Estimation vs. Cycle Time Scatterplot

Sometimes it can be useful to compare estimates with how long items took. In many cases I used this to show that Story Points (or other estimations for that matter) won't help you a whole lot, as the the estimates and cycle-time don't correlate much. I can recommend reading Nick Browns three-part blog post series: Story Pointless to learn more.

Example

EstimationVsCycleTime

In the above chart, you can see the cycle-time on the y-axis and the estimates on the x-axis. One would assume that there is some kind of correlation, so in general, a higher estimate would mean things take longer. Reality often looks more like the example above. Actual time to complete items seems to not have any relation to the estimates. A good example of this is items that were estimated with a 5: They range from 2 days to 27 days.

Goal of this chart is to support you to make such things visible, helping people understand the waste of time estimation often is and spending the time on more meaningful things.

Process Behaviour Charts (PBCs)

Process Behaviour Charts help to see how predictable your process is and whether your data shows "regular variability" or indicates a signal that should be acted up. You can read up more about PBCs in the following resources:

FlowMetricsCSV allows to generate the process behaviour charts for Cycle Time, Throughput, Work in Progress, and Total Work Item Age.

Examples

Following are example charts for all four measures.

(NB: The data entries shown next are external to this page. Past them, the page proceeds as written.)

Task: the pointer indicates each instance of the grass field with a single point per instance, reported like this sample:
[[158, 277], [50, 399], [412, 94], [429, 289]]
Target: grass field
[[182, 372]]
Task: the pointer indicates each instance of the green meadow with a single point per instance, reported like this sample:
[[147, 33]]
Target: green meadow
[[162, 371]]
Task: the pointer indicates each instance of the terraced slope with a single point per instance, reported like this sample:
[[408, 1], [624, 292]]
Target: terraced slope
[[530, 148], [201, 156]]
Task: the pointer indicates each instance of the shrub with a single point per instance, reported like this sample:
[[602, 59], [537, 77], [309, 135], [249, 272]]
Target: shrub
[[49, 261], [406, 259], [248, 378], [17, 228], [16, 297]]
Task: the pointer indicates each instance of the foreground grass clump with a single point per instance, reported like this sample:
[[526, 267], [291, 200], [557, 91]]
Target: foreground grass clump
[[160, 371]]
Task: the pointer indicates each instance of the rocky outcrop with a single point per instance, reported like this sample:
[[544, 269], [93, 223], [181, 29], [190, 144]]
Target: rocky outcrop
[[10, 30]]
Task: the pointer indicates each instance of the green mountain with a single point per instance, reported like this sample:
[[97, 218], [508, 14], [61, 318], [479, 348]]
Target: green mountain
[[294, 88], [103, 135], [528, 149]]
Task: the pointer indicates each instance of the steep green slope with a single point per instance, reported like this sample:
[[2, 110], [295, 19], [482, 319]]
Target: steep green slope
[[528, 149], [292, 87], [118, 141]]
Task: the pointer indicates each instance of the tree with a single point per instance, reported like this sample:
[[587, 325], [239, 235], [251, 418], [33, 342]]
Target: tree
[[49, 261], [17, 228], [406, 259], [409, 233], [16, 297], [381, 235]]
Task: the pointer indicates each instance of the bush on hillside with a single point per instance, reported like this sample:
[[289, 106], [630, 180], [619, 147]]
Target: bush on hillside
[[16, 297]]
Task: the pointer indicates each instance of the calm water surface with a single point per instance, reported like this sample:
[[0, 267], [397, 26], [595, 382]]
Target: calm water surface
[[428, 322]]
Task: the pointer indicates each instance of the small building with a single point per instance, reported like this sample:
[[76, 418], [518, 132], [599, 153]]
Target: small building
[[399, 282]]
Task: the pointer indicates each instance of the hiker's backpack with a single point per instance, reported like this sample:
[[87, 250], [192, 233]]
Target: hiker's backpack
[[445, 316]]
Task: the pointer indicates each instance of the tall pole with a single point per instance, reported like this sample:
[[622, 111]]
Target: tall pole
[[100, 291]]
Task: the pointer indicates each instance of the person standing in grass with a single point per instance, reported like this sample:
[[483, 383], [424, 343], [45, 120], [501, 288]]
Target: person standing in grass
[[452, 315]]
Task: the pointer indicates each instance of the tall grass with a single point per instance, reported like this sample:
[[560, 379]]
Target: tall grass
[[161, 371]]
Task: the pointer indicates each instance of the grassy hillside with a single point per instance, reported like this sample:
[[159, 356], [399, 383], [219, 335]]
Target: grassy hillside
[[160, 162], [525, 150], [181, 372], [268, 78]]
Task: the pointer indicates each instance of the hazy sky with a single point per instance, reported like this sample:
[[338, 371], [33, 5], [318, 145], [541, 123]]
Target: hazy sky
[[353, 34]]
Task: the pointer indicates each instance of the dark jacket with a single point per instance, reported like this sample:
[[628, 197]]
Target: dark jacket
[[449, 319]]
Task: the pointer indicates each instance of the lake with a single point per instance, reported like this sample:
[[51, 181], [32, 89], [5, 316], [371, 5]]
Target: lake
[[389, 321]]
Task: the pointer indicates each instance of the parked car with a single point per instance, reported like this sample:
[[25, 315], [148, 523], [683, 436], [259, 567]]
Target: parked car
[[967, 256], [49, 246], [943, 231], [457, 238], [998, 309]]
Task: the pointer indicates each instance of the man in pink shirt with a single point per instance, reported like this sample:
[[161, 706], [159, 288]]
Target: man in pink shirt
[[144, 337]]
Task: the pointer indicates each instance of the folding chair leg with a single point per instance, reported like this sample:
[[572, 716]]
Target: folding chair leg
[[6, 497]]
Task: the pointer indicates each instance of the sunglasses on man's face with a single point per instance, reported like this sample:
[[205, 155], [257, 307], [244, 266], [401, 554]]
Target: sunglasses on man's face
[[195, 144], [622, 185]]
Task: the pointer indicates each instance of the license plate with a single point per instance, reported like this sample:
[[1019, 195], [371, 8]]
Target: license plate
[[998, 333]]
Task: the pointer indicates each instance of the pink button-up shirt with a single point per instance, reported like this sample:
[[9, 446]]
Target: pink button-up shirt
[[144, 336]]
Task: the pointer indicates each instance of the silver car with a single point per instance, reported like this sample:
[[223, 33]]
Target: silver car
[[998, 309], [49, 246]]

Throughput_PBC WorkInProgress_PBC CycleTime_PBC WorkItemAge_PBC

You want to look for occurrences where data points are above the upper natural process limit or below the lower natural process limit. If you operate "in between" those two lines, your process can be considered predictable.

For example if you keep your throughput in between the upper and lower natural process limit, you can expect that a Monte Carlo Simulation will provide decent results.